Proponents of the law ranked affordable housing over developer preference. Critics said the policy has all but discouraged any building in town.

The city has accepted multiple residential development applications since the April, 2022 revision, according to a Voice of OC review of monthly application information provided by the city website.

One of those projects comes thanks to an award of $2.2 million in inclusionary housing funds, in which Habitat for Humanity of Orange County seeks to construct three residential buildings that would provide six affordable units for-sale. All six units would contain three bedrooms, a living room, kitchen, and an attached two-car garage, according to city staff.

And just last week, two nonprofits broke ground on a $30 million project bringing 47 affordable homes to Santa Ana, with construction expected to wrap up toward the end of 2024.

Housing affordability doesn’t just impact tenants.

Another major interest: 

Landlords.

“Affordability is a concern for all of us, because we recognize how hard it’s going to be for younger generations to ever buy a place,” said Chip Ahlswede, a spokesperson for the Apartment Association of Orange County, in a phone interview. “I think we want to find those solutions.”

Ahlswede thinks differently about inclusionary housing.

“It’s a much more viable solution when it’s in a density bonus situation, where it’s an opt-in kind of thing. Because when it’s a mandated situation where you must build X percentage of it, it cuts into the profit margin and the decision making of the developer.”

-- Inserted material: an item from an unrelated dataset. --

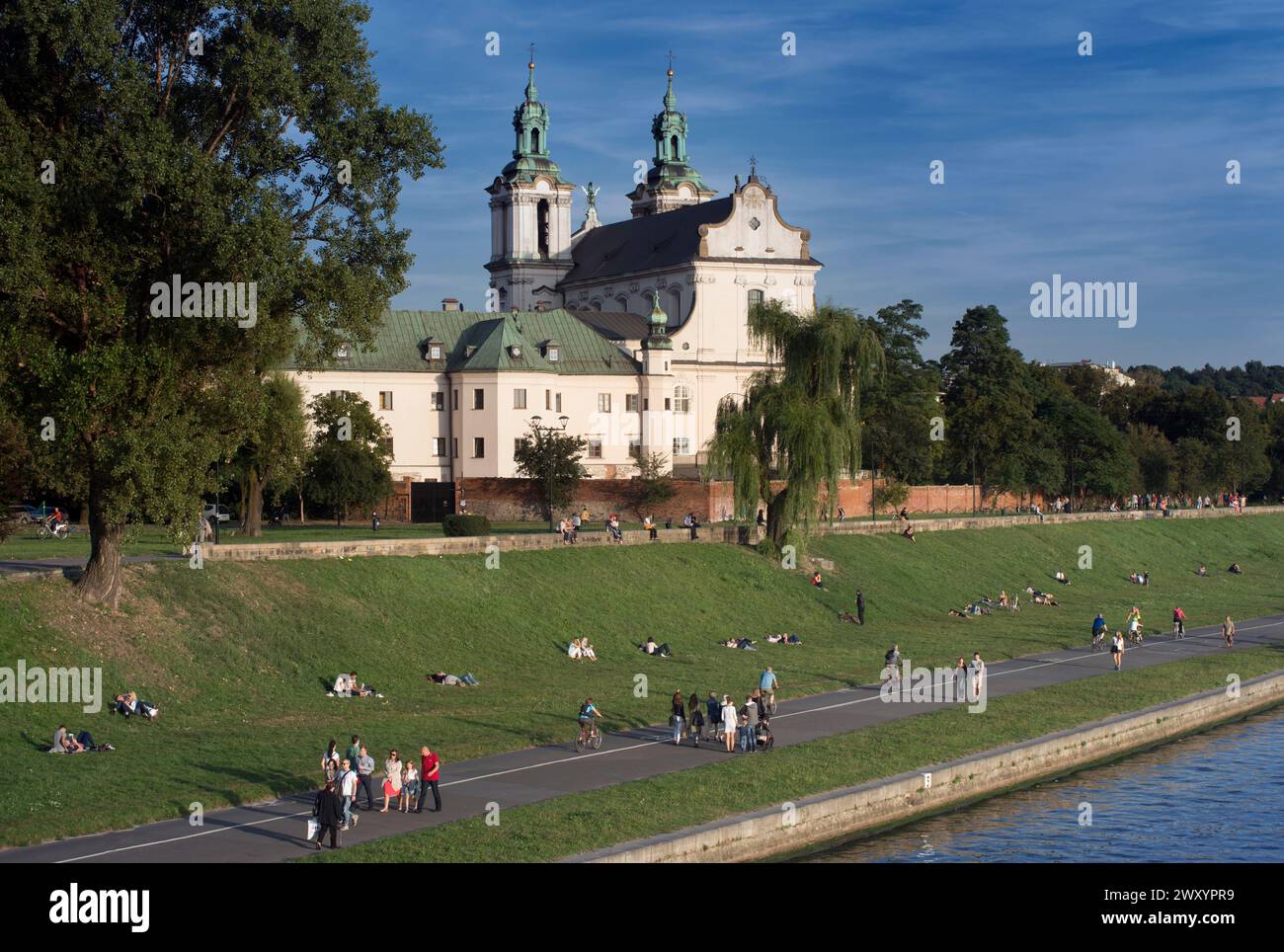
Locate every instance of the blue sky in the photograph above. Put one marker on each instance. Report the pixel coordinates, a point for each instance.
(1109, 167)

In a world where Ahlswede says one “magic bullet” for the problem “just doesn’t exist,” he sees potential inroads in granny flats and what he calls needed reforms to the California Environmental Quality Act. 

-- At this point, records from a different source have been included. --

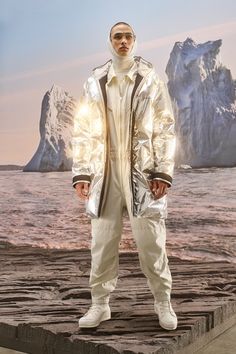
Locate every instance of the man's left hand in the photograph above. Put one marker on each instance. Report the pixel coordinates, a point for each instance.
(158, 188)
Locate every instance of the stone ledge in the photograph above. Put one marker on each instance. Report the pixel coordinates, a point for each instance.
(44, 292)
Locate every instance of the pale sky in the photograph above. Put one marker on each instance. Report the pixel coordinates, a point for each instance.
(46, 42)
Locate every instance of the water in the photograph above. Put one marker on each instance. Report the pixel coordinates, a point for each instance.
(42, 209)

Granny flats “are a great piece of the solution,” Ahlswede said. “But you take a look at some cities, like Yorba Linda, where that was the extent of their housing element. I appreciate what they’re trying to do there but let’s be honest, that’s not gonna get you all the way there.”

And “we’ve talked for decades about CEQA reform, and CEQA is very, very important. But at the same time, some of these things are a little bit absurd that we’re digging into, that have been dug into several times, especially when we’re looking to reuse properties.”

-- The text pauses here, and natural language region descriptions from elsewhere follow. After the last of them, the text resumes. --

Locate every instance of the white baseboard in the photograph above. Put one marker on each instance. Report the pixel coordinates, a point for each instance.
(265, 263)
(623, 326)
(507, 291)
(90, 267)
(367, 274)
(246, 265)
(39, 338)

Another major stakeholder in local housing production: 

Conservationists. 

“With CEQA, we have benefited from mitigation from development projects that had buffer zones that created trails and restored lands,” said Melanie Schlotterbeck, an open space advocate with Hills for Everyone, a nonprofit that helped create Chino Hills State Park .

“And so CEQA has been a driving force in conservation,” she said. “So of course we support it.”

However, Schlotterbeck said, “We also recognize that there may be updates that need to be addressed that modernize the CEQA provisions that set procedures for settlements, that clarify exemptions, et cetera.” 

She called CEQA an “unfair” scapegoat when cities should be focused on streamlining their General Plan policies – documents that outline a community’s vision for planning out growth.

In turn, she and the Planning and Conservation League agree it’s time to revisit certain sections of the policy but said “we’re not entirely comfortable with the rollbacks that are being proposed through the May revision of the Governor’s budget by trailer bills.”

Homebuilding in general still faces numerous hurdles, like a lack of political will or incentives for developers to build low-income units, said Hansburg.

“When you finally start to talk about a site … It’s one of the least popular projects that you can bring to your constituents. They’d much rather see new playground equipment in the park, or a new park or some other kind of community benefit,” she said.

Ahlswede agrees.

“The real solution is saying yes to more and not being stuck on, ‘Well, I don’t want affordable housing because I don’t want the traffic that that brings, or I don’t want density, because that’s too many people in my area, or I want to see this be a park.’ Well, that’s lovely. It’s been a factory for 20 years.”

Hansburg said the crisis is so widespread, it could drown out the gravity of the situation.  

“The sense of urgency is lost because it’s a perpetual crisis everywhere,” Hansburg said. “There is absolutely an urgency to this issue.”